The accepted tactic is to set $self->{'is_success'} or $self->{'patent'}->{'is_success'} to false and add a message to $self->{'message'} or $self->{'patent'}->{'message'}

CONFIGURATION AND ENVIRONMENT

WWW::Patent::Page requires no configuration files or environment variables.

WWW::Patent::Page makes use of LWP environmental variables such as HTTP_PROXY.

DEPENDENCIES

LWP::UserAgent HTTP::Response

INCOMPATIBILITIES

None reported.

BUGS AND LIMITATIONS

Code contributions, suggestions, and critiques are welcome.

Error handling is undeveloped.

By definition, a non-trivial program contains bugs.

For United States Patents (US) via the USPTO (USPTO), the 'kind' is ignored in method provide_doc

AUTHOR

Wanda B. Anon
Wanda.B.Anon@gmail.com

LICENSE AND COPYRIGHT

Copyright (c) 2008, Wanda B. Anon wanda.b.anon@GMAIL.com . All rights reserved.

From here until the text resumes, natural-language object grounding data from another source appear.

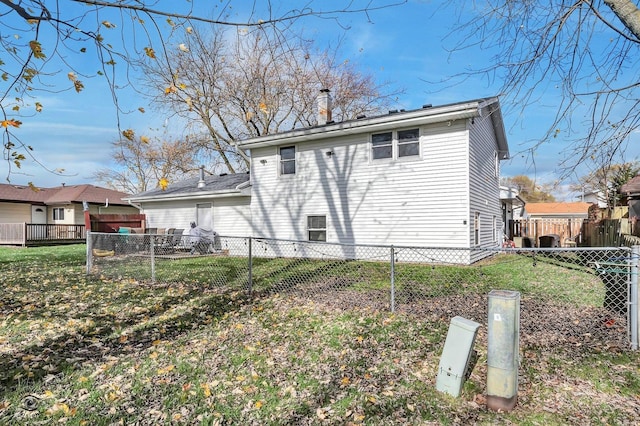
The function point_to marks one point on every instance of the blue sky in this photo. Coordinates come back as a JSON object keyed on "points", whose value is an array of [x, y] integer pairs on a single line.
{"points": [[402, 45]]}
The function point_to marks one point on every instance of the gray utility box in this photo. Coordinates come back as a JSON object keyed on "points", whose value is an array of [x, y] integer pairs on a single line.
{"points": [[455, 362]]}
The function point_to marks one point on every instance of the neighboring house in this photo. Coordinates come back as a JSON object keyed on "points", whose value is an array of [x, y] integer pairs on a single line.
{"points": [[577, 210], [427, 177], [62, 205], [594, 197]]}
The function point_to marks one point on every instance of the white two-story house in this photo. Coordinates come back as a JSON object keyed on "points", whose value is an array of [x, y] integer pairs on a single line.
{"points": [[427, 177]]}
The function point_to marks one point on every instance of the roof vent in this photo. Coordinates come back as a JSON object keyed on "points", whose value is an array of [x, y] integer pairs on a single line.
{"points": [[201, 182]]}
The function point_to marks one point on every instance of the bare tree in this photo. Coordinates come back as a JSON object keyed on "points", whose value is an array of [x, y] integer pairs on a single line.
{"points": [[42, 39], [143, 163], [607, 181], [529, 190], [584, 51], [255, 82]]}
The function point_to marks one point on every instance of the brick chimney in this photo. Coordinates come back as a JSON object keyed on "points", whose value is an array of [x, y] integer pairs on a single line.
{"points": [[324, 107]]}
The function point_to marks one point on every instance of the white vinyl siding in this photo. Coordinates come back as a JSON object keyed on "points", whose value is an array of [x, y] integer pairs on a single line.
{"points": [[483, 183], [231, 215], [15, 213], [422, 202]]}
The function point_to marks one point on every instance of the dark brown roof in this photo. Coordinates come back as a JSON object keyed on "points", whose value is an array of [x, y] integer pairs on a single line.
{"points": [[61, 194]]}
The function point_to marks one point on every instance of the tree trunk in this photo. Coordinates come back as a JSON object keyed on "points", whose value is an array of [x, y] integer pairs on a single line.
{"points": [[628, 13]]}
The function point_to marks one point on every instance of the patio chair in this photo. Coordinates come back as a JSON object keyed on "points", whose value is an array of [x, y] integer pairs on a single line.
{"points": [[172, 240]]}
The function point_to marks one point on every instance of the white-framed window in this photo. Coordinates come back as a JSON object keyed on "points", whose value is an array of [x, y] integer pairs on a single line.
{"points": [[408, 142], [288, 160], [395, 144], [58, 213], [382, 145], [317, 228]]}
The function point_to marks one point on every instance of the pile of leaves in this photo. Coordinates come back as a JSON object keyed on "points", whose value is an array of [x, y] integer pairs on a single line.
{"points": [[88, 351]]}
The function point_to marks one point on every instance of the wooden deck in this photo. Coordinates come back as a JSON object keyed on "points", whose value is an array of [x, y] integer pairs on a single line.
{"points": [[32, 234]]}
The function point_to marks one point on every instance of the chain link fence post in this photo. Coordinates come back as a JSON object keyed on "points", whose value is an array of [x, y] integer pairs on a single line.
{"points": [[393, 280], [633, 299], [250, 278], [89, 253], [152, 250]]}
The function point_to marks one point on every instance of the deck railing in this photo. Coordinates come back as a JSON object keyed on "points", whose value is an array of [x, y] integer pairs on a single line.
{"points": [[34, 234]]}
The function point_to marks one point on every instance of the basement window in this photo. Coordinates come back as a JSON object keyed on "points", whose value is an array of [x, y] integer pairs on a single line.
{"points": [[317, 228]]}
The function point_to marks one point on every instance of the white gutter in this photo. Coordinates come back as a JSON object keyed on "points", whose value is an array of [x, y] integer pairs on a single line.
{"points": [[391, 121], [190, 196]]}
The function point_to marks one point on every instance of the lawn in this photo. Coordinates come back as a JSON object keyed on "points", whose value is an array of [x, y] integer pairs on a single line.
{"points": [[96, 350]]}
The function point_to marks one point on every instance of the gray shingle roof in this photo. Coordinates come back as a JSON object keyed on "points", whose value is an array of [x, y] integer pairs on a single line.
{"points": [[213, 184]]}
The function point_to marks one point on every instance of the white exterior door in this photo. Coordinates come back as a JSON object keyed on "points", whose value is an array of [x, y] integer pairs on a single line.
{"points": [[38, 214], [204, 215]]}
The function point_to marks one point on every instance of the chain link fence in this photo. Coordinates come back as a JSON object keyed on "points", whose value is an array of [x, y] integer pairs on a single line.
{"points": [[574, 296]]}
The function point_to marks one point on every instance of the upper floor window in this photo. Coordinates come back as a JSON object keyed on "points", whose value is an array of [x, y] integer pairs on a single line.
{"points": [[408, 142], [382, 145], [288, 160], [402, 143], [58, 213]]}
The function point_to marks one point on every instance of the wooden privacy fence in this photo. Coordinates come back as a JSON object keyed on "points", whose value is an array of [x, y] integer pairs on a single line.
{"points": [[584, 233], [569, 230]]}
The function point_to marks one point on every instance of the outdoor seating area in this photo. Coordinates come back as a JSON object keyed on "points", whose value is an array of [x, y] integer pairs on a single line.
{"points": [[166, 242]]}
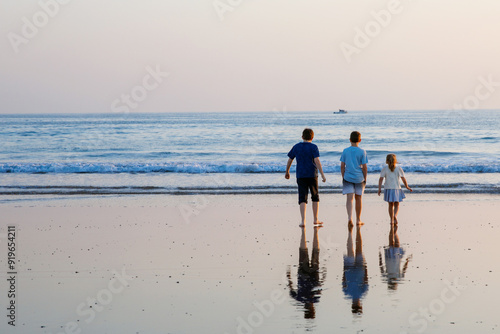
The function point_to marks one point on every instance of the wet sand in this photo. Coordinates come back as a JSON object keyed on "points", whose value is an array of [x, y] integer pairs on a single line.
{"points": [[241, 264]]}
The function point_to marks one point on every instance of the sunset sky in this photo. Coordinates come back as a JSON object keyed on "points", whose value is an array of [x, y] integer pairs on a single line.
{"points": [[230, 55]]}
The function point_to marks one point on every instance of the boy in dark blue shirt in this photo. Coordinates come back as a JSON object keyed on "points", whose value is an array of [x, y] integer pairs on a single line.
{"points": [[308, 164]]}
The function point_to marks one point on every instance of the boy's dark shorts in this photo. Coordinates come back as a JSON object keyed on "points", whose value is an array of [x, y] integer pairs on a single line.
{"points": [[305, 184]]}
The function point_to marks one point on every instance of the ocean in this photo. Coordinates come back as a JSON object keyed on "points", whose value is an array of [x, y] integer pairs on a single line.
{"points": [[240, 153]]}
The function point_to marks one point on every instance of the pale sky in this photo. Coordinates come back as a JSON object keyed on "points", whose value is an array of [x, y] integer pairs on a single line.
{"points": [[248, 55]]}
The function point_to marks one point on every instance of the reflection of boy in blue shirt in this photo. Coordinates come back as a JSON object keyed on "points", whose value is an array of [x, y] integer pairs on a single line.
{"points": [[355, 278], [308, 164], [354, 172]]}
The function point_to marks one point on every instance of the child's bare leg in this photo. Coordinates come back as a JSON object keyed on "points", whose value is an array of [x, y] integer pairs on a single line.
{"points": [[391, 211], [315, 213], [359, 206], [303, 207], [348, 205], [396, 210]]}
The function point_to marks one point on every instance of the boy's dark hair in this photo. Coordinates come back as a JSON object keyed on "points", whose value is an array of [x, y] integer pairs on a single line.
{"points": [[355, 137], [308, 134]]}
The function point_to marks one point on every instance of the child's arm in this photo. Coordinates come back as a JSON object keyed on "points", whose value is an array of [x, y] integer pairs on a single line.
{"points": [[380, 185], [288, 165], [406, 184], [320, 168]]}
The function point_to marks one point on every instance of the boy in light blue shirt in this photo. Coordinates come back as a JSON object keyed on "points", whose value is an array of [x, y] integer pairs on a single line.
{"points": [[308, 164], [354, 172]]}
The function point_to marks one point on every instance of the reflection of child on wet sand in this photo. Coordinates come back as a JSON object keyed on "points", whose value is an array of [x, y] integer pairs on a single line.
{"points": [[393, 255], [308, 279], [355, 278], [308, 164], [393, 194]]}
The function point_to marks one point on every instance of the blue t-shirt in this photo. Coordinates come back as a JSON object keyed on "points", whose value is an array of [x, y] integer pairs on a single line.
{"points": [[354, 157], [305, 153]]}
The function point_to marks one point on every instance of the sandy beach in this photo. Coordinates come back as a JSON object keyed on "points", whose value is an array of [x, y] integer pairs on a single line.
{"points": [[219, 264]]}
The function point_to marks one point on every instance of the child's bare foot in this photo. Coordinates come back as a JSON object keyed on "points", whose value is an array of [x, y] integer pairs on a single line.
{"points": [[318, 223]]}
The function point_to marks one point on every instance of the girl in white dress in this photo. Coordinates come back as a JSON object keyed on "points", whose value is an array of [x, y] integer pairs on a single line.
{"points": [[393, 194]]}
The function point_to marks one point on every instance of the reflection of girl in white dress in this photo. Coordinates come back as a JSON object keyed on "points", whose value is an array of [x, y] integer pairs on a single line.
{"points": [[395, 268]]}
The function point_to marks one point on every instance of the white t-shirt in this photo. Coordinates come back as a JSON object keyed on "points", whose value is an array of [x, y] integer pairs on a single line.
{"points": [[392, 178]]}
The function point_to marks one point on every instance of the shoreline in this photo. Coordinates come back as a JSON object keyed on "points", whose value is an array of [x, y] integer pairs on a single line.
{"points": [[219, 264]]}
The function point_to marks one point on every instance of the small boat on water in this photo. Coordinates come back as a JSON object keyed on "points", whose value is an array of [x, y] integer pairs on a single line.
{"points": [[341, 111]]}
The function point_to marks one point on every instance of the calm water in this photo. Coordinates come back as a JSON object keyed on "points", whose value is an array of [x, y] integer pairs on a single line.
{"points": [[441, 151]]}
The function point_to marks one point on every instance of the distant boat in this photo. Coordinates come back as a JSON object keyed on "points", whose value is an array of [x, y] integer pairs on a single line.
{"points": [[341, 111]]}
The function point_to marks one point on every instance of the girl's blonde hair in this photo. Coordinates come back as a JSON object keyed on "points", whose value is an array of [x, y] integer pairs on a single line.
{"points": [[391, 161]]}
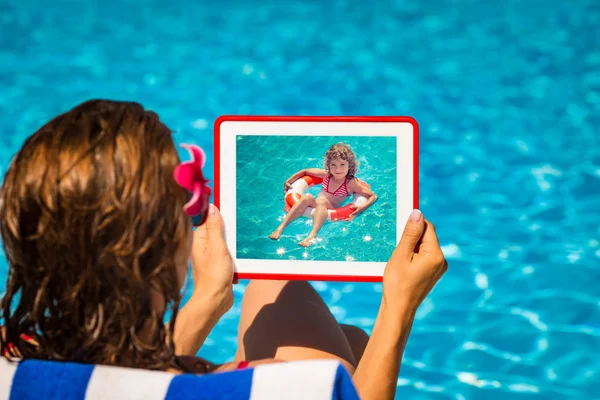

This program is free software; you can redistribute it and/or modify it under the Artistic License version 2.0 or above ( http://www.perlfoundation.org/artistic_license_2_0 ) .

ACKNOWLEDGEMENTS

Hermann Schier, Lokkju, Andy Lester, the authors of Finance::Quote, Erik Oliver for patentmailer, Howard P. Katseff of AT&T Laboratories for wsp.pl, version 2, a proxy that speaks LWP and understands proxies, and of course Larry and Randal and the gang.

DISCLAIMER OF WARRANTY

BECAUSE THIS SOFTWARE IS LICENSED FREE OF CHARGE, THERE IS NO WARRANTY FOR THE SOFTWARE, TO THE EXTENT PERMITTED BY APPLICABLE LAW. EXCEPT WHEN OTHERWISE STATED IN WRITING THE COPYRIGHT HOLDERS AND/OR OTHER PARTIES PROVIDE THE SOFTWARE "AS IS" WITHOUT WARRANTY OF ANY KIND, EITHER EXPRESSED OR IMPLIED, INCLUDING, BUT NOT LIMITED TO, THE IMPLIED WARRANTIES OF MERCHANTABILITY AND FITNESS FOR A PARTICULAR PURPOSE. THE ENTIRE RISK AS TO THE QUALITY AND PERFORMANCE OF THE SOFTWARE IS WITH YOU. SHOULD THE SOFTWARE PROVE DEFECTIVE, YOU ASSUME THE COST OF ALL NECESSARY SERVICING, REPAIR, OR CORRECTION.

IN NO EVENT UNLESS REQUIRED BY APPLICABLE LAW OR AGREED TO IN WRITING WILL ANY COPYRIGHT HOLDER, OR ANY OTHER PARTY WHO MAY MODIFY AND/OR REDISTRIBUTE THE SOFTWARE AS PERMITTED BY THE ABOVE LICENCE, BE LIABLE TO YOU FOR DAMAGES, INCLUDING ANY GENERAL, SPECIAL, INCIDENTAL, OR CONSEQUENTIAL DAMAGES ARISING OUT OF THE USE OR INABILITY TO USE THE SOFTWARE (INCLUDING BUT NOT LIMITED TO LOSS OF DATA OR DATA BEING RENDERED INACCURATE OR LOSSES SUSTAINED BY YOU OR THIRD PARTIES OR A FAILURE OF THE SOFTWARE TO OPERATE WITH ANY OTHER SOFTWARE), EVEN IF SUCH HOLDER OR OTHER PARTY HAS BEEN ADVISED OF THE POSSIBILITY OF SUCH DAMAGES.